Bu ülke hapishaneleri, hüküm giymeden 14 yıl tutuklu olarak hapishanede çürüyen insanlarla doluysa... Hapishanelerdeki insanların yarıya yakını tutukluysa... çekiverin adaletin kuyruğunu... Orada sadece zulümden bahsedebiliriz... Balbay, boşuna kitabına Zulümhane adını koymadı!
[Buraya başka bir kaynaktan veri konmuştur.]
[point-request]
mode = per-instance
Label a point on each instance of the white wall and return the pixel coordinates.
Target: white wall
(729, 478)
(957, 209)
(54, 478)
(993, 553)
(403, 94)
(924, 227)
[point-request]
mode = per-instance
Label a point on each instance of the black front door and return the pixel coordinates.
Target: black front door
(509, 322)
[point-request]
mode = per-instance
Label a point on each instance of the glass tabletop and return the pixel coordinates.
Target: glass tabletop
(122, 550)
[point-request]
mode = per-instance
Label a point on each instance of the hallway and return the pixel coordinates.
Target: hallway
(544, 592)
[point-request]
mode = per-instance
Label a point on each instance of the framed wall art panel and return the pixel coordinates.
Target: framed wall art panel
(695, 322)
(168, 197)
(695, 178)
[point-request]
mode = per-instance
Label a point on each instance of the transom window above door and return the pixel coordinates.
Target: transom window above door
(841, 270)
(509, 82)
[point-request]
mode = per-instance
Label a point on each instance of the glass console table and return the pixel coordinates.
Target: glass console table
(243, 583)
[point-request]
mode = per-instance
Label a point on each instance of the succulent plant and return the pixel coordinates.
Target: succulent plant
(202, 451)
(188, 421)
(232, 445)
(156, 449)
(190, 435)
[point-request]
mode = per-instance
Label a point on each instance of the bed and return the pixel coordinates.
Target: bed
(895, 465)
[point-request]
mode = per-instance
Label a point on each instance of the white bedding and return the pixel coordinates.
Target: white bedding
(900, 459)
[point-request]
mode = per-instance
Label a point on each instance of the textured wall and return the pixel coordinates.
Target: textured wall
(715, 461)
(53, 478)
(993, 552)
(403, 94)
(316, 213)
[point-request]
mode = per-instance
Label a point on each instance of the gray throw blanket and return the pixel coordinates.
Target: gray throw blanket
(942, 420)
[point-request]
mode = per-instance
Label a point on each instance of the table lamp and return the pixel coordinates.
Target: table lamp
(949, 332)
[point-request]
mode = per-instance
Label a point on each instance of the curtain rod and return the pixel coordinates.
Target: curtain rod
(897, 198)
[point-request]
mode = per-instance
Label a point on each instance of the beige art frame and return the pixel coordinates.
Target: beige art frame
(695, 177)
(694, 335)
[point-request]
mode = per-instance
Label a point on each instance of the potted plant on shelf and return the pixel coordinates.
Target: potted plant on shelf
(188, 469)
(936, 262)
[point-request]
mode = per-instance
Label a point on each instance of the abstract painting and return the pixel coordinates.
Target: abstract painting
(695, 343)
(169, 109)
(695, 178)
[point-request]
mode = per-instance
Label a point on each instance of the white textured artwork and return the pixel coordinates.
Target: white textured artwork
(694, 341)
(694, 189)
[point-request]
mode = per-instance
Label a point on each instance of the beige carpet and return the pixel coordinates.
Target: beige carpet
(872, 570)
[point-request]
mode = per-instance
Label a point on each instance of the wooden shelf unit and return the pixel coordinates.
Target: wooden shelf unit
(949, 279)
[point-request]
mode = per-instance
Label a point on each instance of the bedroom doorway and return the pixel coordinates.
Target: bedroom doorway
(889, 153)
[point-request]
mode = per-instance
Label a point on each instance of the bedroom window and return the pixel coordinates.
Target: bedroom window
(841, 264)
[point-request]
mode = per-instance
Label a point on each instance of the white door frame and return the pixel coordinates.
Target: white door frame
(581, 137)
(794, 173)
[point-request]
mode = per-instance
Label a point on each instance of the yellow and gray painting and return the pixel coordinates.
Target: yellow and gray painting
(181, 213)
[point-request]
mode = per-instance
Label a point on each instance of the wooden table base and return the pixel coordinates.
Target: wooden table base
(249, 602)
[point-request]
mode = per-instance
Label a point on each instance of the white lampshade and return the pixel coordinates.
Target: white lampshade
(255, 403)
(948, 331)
Mehmet Haberal, tahliye isteklerini yeterli, hukuki, vicdani bir neden göstermeden durmadan reddeden yargıçlar hakkında tazminat davası açıyor.. Yargıtay da, Türkiye'deki hapishaneye tıkma/hapishanede tutma histerisini gözönüne alıyor, çağımızda insan hak ve özgürlüklerinin ulaştığı yüksek duyarlığa uygun davranıyor, 9 yargıcın Haberal'a tazminat ödemesine karar veriyor...
Bu karar, adalette karşılıklı hak ve özgürlükleri dengeleyicidir. Yargıçlar tanrı katında kimseler değildir. Yargıcın yargıç, hukuk, adalet vicdanı son derece üst düzeyde olmalıdır; VİCDANI, siyasi ve ideolojik veya başka her türlü etkileyici olguya mümkün olduğunca kapalı olmalıdır! Veya etkilense bile bunun –en düşük düzeyde!–bir derecesi olmalıdır...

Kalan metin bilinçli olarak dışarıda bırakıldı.